他人の失敗を見れば、その人の性格が原因に違いないと即断し、置かれた状況の存在など軽視する、人間の心が繰り返す滑稽な習慣。いわば思考の手抜きインスタントラーメンであり、努力なき結論の即席スープをすすって満足する行為。社会的場面では無自覚の裁判官と化し、被告人を情状酌量なしで断罪しがちである。共感の余地も自己省察のチャンスも奪い、気づけば自己の偏見の檻に囚われる。鏡写しの真理として、誰もが他者を裁く手抜き思考の常習犯である。

奇跡 - きせき

奇跡とは、説明の限界を演出するために神や偶然が仕組む一時的なスペクタクルである。信者はそれを信仰の証と崇め、懐疑者はデータの外側に生じた例外として切り捨てる。確率論の法則が無効化された瞬間、人々は論理を忘れ歓喜に浸る。歴史書には英雄譚の彩りとして記載されるが、実態は不確実性に対する安易な処方箋に過ぎない。

奇跡主張 - きせきしゅちょう

奇跡主張とは、説明責任を放棄し、未知の力にすべてを委ねるための高級チケットである。実体のない希望を包装紙に包み、信じたい者に売りつける悪徳商法の一種とも言える。証拠が示されることは稀で、批判は奇跡の邪魔をする害悪扱いされる。信仰の名の下、論理と科学を回転ドアに変えるその手腕は、まさに超自然的な詭弁の芸術である。

寄り添い - よりそい

寄り添いとは、人々が互いの感情を手探りでくすぐり合う高尚な儀式。時に自己満足の香りが漂い、気持ちの距離を測る棒引きラインのように振る舞う。誰かの悲しみを語ることで、自身の優しさをアピールする絶好の機会でもある。それは美談と称されながら、実際には空気の圧力によって相手を窮屈にする微細な拷問。愛と称された社交デスマッチ。

寄生虫 - きせいちゅう

寄生虫とは、自身の存在意義を他者の体内に寄生することでしか証明できない特別な生物である。

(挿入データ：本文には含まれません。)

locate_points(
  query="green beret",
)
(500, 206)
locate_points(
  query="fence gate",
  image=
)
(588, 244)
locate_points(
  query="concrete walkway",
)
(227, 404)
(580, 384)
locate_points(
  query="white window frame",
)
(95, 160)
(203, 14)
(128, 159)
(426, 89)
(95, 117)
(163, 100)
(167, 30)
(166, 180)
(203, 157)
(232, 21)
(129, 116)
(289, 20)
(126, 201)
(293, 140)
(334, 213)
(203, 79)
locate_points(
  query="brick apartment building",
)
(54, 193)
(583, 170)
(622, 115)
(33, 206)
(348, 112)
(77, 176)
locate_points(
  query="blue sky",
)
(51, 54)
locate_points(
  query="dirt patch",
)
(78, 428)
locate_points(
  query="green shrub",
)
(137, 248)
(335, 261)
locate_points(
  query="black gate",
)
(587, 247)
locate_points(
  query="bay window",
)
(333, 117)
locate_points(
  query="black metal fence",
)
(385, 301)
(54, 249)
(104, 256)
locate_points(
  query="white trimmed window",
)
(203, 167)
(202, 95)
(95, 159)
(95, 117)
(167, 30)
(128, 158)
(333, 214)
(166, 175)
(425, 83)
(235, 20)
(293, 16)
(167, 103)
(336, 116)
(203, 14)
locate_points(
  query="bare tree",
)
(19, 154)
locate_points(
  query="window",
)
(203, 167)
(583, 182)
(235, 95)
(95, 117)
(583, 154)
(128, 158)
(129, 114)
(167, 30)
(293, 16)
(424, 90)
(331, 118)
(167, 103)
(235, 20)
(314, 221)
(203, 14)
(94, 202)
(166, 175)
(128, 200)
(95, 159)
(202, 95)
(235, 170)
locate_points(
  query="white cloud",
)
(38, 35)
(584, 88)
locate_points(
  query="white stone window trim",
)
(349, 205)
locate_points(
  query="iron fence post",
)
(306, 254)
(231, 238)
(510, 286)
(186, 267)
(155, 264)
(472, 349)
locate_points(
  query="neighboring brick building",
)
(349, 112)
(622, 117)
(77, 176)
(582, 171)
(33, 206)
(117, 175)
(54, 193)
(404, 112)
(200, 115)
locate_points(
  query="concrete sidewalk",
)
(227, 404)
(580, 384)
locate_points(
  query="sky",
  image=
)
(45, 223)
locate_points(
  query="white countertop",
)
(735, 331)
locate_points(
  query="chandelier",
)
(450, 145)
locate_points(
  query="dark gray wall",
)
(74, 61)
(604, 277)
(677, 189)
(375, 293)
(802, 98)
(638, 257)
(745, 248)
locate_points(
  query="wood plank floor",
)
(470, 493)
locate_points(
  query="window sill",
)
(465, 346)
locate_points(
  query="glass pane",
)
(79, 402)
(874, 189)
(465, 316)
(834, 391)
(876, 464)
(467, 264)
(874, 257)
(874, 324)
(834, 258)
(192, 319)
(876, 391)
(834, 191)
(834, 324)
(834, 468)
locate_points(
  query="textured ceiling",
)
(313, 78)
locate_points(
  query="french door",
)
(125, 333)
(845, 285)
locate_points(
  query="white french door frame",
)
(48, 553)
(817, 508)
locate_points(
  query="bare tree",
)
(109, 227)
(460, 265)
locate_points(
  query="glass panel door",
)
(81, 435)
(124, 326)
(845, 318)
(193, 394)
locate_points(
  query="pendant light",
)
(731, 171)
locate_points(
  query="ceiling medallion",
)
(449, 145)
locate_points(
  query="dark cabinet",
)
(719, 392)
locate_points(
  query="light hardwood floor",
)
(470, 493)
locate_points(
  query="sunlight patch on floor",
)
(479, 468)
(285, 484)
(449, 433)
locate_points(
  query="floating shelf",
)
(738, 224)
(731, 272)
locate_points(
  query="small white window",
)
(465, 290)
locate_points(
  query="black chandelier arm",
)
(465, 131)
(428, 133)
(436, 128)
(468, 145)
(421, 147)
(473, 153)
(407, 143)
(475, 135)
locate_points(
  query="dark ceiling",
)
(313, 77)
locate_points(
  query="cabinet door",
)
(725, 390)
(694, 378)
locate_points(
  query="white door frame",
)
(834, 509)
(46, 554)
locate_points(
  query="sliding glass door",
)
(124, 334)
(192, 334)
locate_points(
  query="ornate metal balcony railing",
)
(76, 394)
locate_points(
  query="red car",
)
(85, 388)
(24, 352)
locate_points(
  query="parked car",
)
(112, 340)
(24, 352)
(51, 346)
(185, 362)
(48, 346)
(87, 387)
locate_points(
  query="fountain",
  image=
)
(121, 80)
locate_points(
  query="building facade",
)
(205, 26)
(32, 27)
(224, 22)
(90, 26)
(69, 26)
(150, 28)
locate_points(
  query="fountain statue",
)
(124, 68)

宿主には無償の献身を装いながら、その生命活動を隅々まで利用する巧妙な共生者(または一方的テナント)。免疫の檻をかいくぐり、社交性皆無のまま体内で肥え太る様は、まるで「タダ飯」に執着する現代の消費者の縮図かもしれない。発見されれば駆除の対象となるが、目立たぬことこそが彼らの最大の生存戦略である。均衡は不均衡の上に成り立つという、皮肉な真理を見せつける古典的巧者。